Si me lees desde hace tiempo, sabes que una de mis inquietudes de los últimos dos años (más o menos) es la fotografía. Analógica, principalmente. No porque sólo haga fotografía en analógico, sino porque este formato me genera más interés, curiosidad y, en general, me presenta más retos y aprendizaje.
Hago más fotografía en digital (móvil, prácticamente) que analógica, pero desde el primer día me surge un dilema. Un dilema sobre la edición fotográfica. Edito mis fotos. He conseguido una serie de parámetros que, al usarlos, generan una imagen muy atractiva y que se ajusta a mis gustos. Pero lo hago en fotografías digitales (con móvil y cámara) y todo entra en los planes. Al menos en mis planes.
Sin embargo, cuando veo edición de fotografías analógicas, me genera dudas. Me genera una sensación de profanación, como si se le quitara la gracia al asunto. Si disparo en carrete es porque pienso y preparo más cada fotografía, porque tiendo a conseguir (o lo intento) un resultado mejor porque no entra en mi cabeza la posterior edición. Con el móvil, por ejemplo, un enorme porcentaje de las veces capto momentos irregulares e imperfectos, pero sabiendo dónde voy a cortar, editar y reajustar, sabiendo qué parámetros voy a recalcular luego.
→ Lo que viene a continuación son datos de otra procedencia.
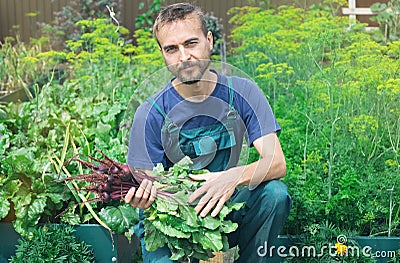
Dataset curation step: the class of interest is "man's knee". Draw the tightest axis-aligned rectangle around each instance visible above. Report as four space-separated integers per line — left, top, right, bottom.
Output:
262 180 292 212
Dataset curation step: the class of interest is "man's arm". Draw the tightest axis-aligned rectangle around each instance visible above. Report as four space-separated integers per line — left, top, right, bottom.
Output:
189 133 286 217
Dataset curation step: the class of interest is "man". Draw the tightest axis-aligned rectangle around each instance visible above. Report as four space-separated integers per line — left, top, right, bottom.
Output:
125 3 291 262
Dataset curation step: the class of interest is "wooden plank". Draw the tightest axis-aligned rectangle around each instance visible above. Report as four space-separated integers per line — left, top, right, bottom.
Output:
342 7 374 15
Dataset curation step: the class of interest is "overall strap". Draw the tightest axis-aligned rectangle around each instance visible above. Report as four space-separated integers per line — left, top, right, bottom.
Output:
227 76 234 108
147 97 178 133
227 76 238 121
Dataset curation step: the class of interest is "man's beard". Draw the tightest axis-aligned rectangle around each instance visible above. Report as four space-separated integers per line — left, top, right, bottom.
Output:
169 59 211 85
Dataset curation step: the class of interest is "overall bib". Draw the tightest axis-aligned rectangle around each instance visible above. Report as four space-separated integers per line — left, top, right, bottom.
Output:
135 77 290 263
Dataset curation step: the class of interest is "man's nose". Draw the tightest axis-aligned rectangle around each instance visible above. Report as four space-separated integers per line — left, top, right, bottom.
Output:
179 46 190 61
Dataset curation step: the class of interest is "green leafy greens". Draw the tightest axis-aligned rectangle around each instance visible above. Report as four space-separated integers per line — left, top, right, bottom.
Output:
144 158 244 261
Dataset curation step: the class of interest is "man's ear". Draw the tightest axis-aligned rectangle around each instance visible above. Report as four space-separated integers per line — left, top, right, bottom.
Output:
207 31 214 51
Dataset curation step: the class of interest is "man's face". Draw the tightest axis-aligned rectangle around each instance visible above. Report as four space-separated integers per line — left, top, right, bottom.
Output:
157 15 213 84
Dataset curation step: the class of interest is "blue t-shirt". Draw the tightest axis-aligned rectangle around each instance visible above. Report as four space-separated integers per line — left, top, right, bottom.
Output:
127 74 280 170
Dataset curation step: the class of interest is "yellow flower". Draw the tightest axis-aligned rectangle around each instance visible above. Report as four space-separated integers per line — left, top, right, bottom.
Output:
335 243 347 256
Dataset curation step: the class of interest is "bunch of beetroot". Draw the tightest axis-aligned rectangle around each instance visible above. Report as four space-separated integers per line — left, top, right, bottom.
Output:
64 150 244 261
63 149 164 202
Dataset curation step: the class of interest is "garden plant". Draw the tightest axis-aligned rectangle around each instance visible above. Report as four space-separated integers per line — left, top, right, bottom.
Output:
0 2 400 262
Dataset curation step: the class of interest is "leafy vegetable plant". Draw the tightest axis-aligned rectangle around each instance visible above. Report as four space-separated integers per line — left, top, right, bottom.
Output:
63 151 243 261
10 225 95 263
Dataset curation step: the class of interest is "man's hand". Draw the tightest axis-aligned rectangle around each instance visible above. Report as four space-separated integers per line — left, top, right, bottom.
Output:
124 179 157 209
189 171 239 217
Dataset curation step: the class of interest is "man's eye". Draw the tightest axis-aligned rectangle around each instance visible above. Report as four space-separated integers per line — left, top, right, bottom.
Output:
164 47 177 54
186 41 197 47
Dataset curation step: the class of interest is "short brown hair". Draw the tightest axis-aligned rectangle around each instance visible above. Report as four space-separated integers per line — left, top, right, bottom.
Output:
153 3 208 41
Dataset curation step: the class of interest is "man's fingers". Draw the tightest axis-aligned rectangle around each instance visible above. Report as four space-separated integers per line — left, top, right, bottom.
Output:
124 187 136 204
144 185 157 209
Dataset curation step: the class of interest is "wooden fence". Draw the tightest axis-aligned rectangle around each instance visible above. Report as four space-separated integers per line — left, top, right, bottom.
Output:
0 0 321 41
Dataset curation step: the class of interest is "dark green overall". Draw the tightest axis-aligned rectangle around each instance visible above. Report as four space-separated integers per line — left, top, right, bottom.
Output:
135 77 290 263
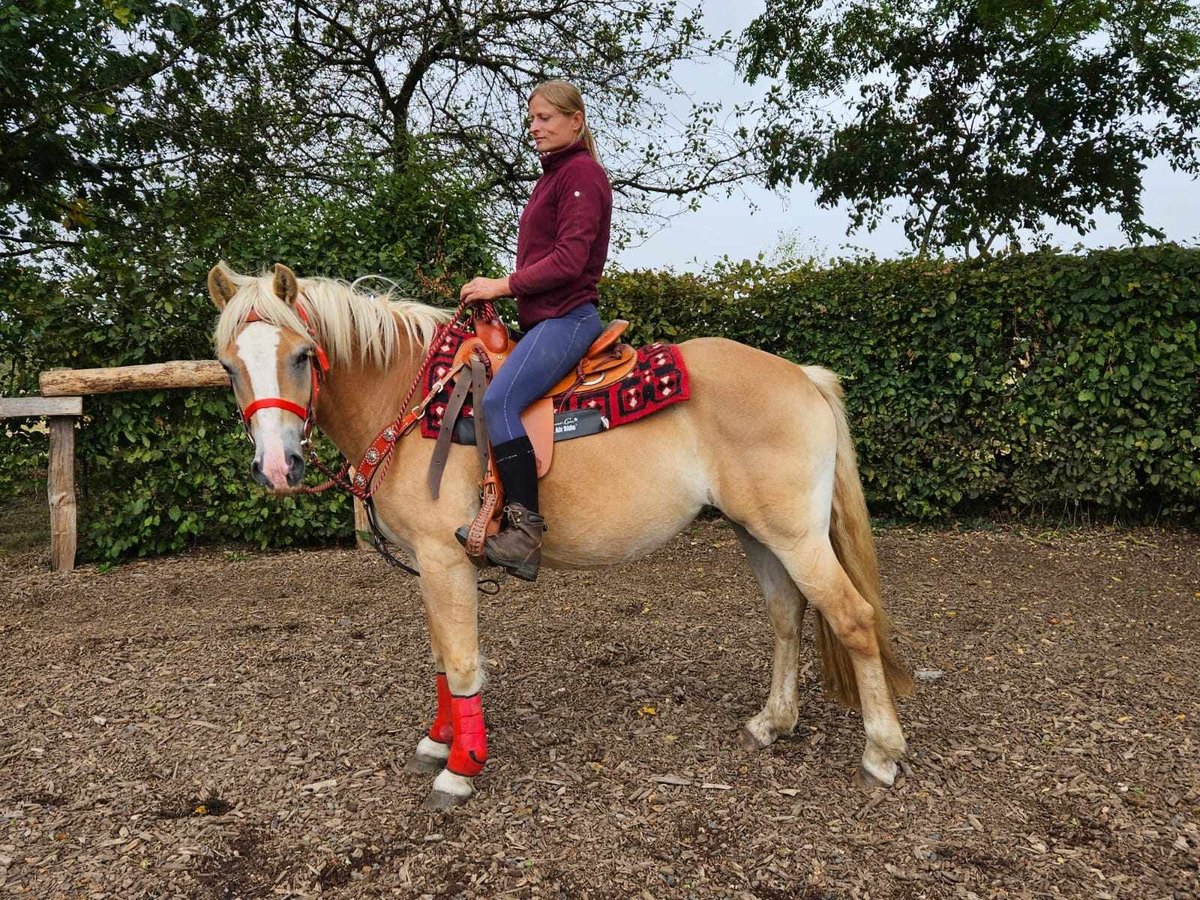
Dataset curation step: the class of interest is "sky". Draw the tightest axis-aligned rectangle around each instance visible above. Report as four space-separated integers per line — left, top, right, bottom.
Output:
611 0 1200 271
En analógica, no.
Me tomo la fotografía analógica pensando en mis padres, cuando las fotos que hacían eran esas, sin más. Fotografías en las que salían los dedos, en las que salías con los ojos cerrados, en las que podían aparecer quemadas y no verse tanto como se querría. Ahora, la base es la misma, pero editando se pierde esa magia.
Seguramente sea una manía personal (lo es, de hecho), pero si luego voy a editar, directamente, disparo en digital. Con esto no digo que haya editado alguna imagen en analógico tras el escaneo del laboratorio, pero no (creo) debería ser la tónica habitual.
Dicho esto: que cada persona haga lo que le venga en gana.